The price of oil has tumbled and stock markets globally rallied higher after Iran declared it had reopened the crucial Strait of Hormuz shipping route.
Brent crude fell 11% to just over 88 US dollars a barrel in afternoon trading on Friday as Iranian authorities said the strait has fully reopened for commercial traffic as a 10-day ceasefire involving Israel and Lebanon came into effect.
It marks the first time the route has been fully open since the conflict between the US, Israel and Iran began on February 28, with the supply disruption sending oil prices soaring as high as 120 dollars a barrel at one stage.

Stock markets surged in response to the latest news, with the FTSE 100 index jumping more than 70 points at one stage before paring back gains to stand 0.5% or 52.48 points up at 10642.47.
In Europe, the Dax in Germany surged 1.9% and France’s Cac 40 was 2% higher, while stocks on Wall Street opened with steep gains.
The Dow Jones Industrial Average leaped 1.6% higher in early trading in the US.
Kathleen Brooks, research director at XTB, said: “This is the biggest development so far during the ceasefire, and it gives hope that the war will end soon, and supply chains will return to some normality.

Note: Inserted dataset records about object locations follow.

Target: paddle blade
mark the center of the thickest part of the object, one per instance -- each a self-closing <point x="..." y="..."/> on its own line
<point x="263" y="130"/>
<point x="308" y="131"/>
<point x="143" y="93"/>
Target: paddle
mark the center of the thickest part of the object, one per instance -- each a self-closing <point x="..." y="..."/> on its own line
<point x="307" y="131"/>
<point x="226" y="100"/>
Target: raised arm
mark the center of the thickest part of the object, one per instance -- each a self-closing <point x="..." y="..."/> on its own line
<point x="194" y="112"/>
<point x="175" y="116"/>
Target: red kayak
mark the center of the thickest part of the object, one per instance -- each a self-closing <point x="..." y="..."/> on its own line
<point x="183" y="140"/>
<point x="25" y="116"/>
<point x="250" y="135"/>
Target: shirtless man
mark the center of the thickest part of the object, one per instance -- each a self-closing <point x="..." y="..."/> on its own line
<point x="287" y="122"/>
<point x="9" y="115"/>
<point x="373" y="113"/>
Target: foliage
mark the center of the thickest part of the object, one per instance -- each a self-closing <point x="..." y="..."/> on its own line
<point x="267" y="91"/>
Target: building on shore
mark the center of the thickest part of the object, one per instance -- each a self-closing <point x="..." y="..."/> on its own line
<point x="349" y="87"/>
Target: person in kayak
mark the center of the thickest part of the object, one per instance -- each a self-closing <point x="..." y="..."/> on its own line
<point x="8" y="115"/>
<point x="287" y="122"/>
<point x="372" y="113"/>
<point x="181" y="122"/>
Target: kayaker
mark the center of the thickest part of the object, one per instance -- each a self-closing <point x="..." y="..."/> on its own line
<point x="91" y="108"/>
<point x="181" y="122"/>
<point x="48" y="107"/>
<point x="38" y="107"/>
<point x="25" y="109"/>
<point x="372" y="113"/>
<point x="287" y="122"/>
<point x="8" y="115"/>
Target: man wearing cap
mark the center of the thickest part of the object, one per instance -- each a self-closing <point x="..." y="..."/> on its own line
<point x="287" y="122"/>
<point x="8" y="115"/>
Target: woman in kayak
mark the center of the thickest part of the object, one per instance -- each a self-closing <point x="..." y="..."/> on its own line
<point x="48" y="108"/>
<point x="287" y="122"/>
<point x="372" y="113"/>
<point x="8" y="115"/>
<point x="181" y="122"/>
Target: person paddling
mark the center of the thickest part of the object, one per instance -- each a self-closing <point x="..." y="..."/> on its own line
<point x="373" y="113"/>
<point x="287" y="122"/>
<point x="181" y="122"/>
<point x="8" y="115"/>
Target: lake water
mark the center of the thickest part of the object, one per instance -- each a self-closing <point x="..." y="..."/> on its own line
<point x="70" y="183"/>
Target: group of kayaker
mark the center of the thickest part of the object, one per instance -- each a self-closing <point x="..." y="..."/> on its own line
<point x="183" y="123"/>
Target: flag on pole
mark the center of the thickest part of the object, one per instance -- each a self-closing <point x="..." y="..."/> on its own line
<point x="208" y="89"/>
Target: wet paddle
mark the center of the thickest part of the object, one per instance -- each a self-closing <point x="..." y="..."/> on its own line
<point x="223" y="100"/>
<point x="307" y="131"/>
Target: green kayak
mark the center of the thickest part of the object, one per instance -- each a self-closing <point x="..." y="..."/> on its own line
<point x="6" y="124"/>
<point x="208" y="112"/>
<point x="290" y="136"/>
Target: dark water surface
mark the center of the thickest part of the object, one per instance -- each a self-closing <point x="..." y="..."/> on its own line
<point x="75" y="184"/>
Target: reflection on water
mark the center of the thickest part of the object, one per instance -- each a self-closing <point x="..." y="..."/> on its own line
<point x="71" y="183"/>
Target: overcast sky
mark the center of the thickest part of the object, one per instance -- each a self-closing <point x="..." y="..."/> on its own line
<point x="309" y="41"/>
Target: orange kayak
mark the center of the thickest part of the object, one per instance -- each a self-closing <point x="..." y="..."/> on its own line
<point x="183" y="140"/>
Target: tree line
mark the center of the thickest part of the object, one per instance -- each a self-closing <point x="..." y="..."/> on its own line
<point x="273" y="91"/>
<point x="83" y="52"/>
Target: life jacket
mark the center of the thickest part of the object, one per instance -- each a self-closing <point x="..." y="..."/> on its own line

“While it will take some time to relieve the backlog of tankers travelling through the Strait of Hormuz, and for Gulf commodity supplies to return to normal after damage caused by Iranian drones, this is undoubtedly good news, and it brightens the outlook for the global economy for the rest of this year.”
She added: “Of course there are risks that could see the strait close once more, but we think now that Iran has reopened the strait then the chance of them closing it again is minimal, as they also need their oil to flow through the strait to boost revenues.”
London’s FTSE 100 failed to match the gains seen elsewhere globally, with the top tier held back by falls for energy and oil stocks, which are heavily weighted on the index.
BP and Shell dropped 8% and 6% respectively, while energy firm SSE was 8% lower and British Gas owner Centrica fell by 7%.
But airlines were enjoying better fortunes on the prosect of jet fuel supply relief, with British Airways owner International Consolidated Airlines 6% higher in the FTSE 100, while Wizz Air and easyJet led the FTSE 250 gains, ahead 9% and 8% respectively.
Axel Rudolph, chief technical analyst at IG, cautioned over ongoing volatility in energy markets and among stocks.
He said: “The conditional nature of the move, tied to the duration of the Lebanon ceasefire, means this is far from a permanent resolution.
“Investors will remain wary of how quickly tensions could resurface, and for now this looks more like a pause in volatility rather than a definitive turning point.”